Через несколько часов неимоверных усилий и ухищрений корову все же удалось выдернуть из вязкого плена. К сожалению, встать на ноги она уже не смогла, получив повреждения от падения крыши и многодневного обездвиживания. Хозяину ничего не оставалось, кроме как пустить ее под нож. Так спасатели единственный раз за время поисково-спасательных работ столкнулись с вязкостью и ее преодолением. И единственный раз вытащили из завала живое животное — к сожалению, только затем, чтобы его жизнь оборвалась на следующий день.
В завершение
Разрушения распространились по большой территории, но не везде с одинаковой силой. Дальше к востоку, километрах в двадцати по течению Памбака, лежал город Кировакан, сейчас называющийся Ванадзор. Кировакан часто поливается дождями, что отмечалось и в минорных тамошних песенках конца ХХ века – «И что ж поделать нам? Это Кировакан. Солнце здесь не видать, дождик идет опять…» Кировакану, несмотря на дожди и зимние снегопады, повезло. Основной удар стихии, десятибалльное поле разрушений, был нанесен западнее. Кировакану достался уровень восьми баллов, и в нем тоже были разрушения и сотни погибших. Но все же картина катастрофы была, к счастью, не столь тотальной, как в Спитаке. Над Кироваканом в тот день, наперекор песенкам, светило солнце.
Тем временем спасательные работы продолжались. Собаки зарубежных спасателей искали заваленных, и важно было быстрее понять, на что реагирует собака – на живого или мертвого. Иногда быстрота принятия решений выливалась в короткие переводы с немецкого на армянский: «Цвай минутн» — «ерькý ропé» («две минуты». Правильно по-армянски «Э’рькус» — «два», — но в быстром произношении это трансформируется в «ерькУ’»). Развивался опыт и чувство оптимальности. Подача света большими фонарями в ночную смену организовывалась группами по-разному – лучше выделить отдельного осветителя на краю ямы. Постепенно наладилось питание в рабочую смену: в определенном месте стояли ящики с консервами разных видов, и каждый набирал сколько нужно. Хотя зачастую перекусывать приходилось рядом с вытащенными из завала и уложенными на подъездных участках дорог телами. Уйти было некуда, а далеко некогда. Сами завалы обрастали сетью проходов, пятнами расчисток, и постепенно как бы осваивались действующими на них командами и группами.
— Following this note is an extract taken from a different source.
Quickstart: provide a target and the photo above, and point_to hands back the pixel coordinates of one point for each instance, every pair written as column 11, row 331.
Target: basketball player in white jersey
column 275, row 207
Множество деталей сливались в плотный событийный поток. Постепенно менялась обстановка. Через две недели уже не находили выживших в руинах, прошло слишком много времени. А сами завалы еще оставались огромными. Начался разбор завалов техникой. На возвышении, неподалеку от города, взрывали сахарный завод, его покосившиеся многотонные емкости сахарных аппаратов и другие массивные его части. Перед этим сутки простукивали трубопроводы и железные колонны, спустившись в самые щели. Но никто живой не отозвался, и конструкции начали взрывать, чтобы растаскивать их техникой по частям. Приехала смена, и сводный отряд, передав прибывшим свой лагерь и наставления, покинул зону Спитака и позже расформировался, подобно отряду Ксенофонта в конце его «Анабазиса».